KABUL -- Naya, a three-year-old Belgian Malinois, focuses intently as she leaps over hurdles and zooms through tunnels on an obstacle course at a training centre on a hill overlooking Kabul.
She seems to be having fun but is in fact being trained for a life-or-death mission: finding explosives in Afghanistan, where hidden mines, bombs and weapons routinely kill.
Naya is one of about 200 dogs at the Mine Detection Centre (MDC), a non-governmental group raising the animals from rambunctious pups into a disciplined force and teaching handlers how to work with the canines.
A common sight around Kabul, explosive-sniffing dogs are deployed at checkpoints and government facilities, where they are an important tool in combatting the flow of homemade bombs being smuggled into the city.
"The dogs are very useful -- they are very fast; they do their jobs with great speed," Taj Mohammad, a long-time trainer at the centre, told AFP on a recent visit.
Handlers demonstrated how they train dogs to home in on particular scents -- explosives mainly but also narcotics -- by using a special carousel of identical metal canisters that conceal different smells.
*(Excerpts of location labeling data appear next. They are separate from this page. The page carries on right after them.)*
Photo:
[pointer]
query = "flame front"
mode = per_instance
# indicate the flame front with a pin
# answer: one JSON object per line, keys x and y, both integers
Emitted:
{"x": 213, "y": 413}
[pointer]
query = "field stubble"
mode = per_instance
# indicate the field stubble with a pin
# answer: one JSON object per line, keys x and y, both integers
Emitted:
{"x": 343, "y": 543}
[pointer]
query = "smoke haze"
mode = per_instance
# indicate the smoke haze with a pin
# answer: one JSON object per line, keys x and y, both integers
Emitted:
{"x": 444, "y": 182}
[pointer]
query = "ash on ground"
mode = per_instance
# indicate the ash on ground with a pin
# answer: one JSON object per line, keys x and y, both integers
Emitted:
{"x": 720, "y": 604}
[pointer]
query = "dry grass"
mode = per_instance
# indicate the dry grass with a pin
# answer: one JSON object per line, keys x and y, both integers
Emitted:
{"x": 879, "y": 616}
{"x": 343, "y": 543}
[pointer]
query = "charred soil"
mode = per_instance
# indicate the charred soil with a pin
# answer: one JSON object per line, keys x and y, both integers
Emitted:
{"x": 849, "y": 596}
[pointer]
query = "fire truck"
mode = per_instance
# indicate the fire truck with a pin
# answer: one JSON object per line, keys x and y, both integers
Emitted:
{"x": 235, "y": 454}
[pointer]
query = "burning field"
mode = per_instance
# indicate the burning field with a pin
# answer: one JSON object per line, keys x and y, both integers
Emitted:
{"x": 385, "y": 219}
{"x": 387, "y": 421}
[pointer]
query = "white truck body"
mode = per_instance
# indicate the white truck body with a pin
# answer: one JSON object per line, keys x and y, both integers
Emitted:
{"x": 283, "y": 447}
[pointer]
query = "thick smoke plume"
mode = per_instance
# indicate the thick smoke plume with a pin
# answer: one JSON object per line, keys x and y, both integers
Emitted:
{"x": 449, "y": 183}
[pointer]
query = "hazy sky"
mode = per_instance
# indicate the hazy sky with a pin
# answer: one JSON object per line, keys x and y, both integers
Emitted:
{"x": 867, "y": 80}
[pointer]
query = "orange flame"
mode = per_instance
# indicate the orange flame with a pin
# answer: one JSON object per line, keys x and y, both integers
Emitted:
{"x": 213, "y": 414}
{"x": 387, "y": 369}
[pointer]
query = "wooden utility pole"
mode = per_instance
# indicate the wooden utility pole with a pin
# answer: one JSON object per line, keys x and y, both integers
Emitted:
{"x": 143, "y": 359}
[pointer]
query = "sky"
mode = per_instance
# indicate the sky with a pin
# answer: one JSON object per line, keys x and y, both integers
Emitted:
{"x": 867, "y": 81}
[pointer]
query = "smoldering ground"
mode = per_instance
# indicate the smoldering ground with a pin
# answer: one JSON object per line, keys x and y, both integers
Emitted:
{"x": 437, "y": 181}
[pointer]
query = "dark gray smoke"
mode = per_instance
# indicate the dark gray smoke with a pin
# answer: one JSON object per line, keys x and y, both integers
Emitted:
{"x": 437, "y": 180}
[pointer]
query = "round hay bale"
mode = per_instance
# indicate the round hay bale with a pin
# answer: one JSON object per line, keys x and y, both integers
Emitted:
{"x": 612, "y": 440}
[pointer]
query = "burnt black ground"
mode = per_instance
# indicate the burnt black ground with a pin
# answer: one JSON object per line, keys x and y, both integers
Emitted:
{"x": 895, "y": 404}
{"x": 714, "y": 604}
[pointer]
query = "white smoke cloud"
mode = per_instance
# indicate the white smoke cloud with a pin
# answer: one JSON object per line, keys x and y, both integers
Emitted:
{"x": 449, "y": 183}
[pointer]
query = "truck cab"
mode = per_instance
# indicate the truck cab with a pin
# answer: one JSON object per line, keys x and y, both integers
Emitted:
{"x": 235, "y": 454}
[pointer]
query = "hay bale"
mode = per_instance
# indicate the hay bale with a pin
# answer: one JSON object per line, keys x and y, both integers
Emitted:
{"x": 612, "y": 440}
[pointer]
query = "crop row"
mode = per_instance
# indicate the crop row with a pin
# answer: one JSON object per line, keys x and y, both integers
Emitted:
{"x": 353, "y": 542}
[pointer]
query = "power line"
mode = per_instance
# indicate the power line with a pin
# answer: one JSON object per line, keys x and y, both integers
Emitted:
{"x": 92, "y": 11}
Each time a dog correctly identifies a target smell, the handler gives it a rubber chewy ball to chomp on as a reward.
"The relationship with the handler must be perfect," Mohammad said. "If it does not work, there will be casualties."
It takes about two years to train an explosives dog, and the process is intense for both the handler and the canine. The animals at the MDC are all German Shepherds or Belgian Malinois.
"It's as if you are building a house or bringing up a child," Mohammad said.
Handlers get about $500 (39,250 AFN) a month for their dangerous work as well as life insurance and retirement benefits.
Explosives are "a hidden enemy, so all the time I have a little fear in my heart", said dog handler Zabihullah Amin.
At the MDC, handlers insist dogs are a better tool for finding mines than are mechanical detectors, as they can sniff the explosives in non-metallic devices.
At least 1,432 people were killed or wounded in Afghanistan by mines and so-called explosive remnants of war in 2018, according to Abdul Qudos Ziaee, head of operations at Afghanistan's Directorate of Mine Action Coordination.
Mohammad Wirwais, who works at the MDC, was blinded by a mine while clearing terrain in 2008.
"I am fortunate and lucky," he said. "I have friends ... who lost their lives to mine explosions."
"I am good, thank God; I can solve my problems on my own, and I can work here too."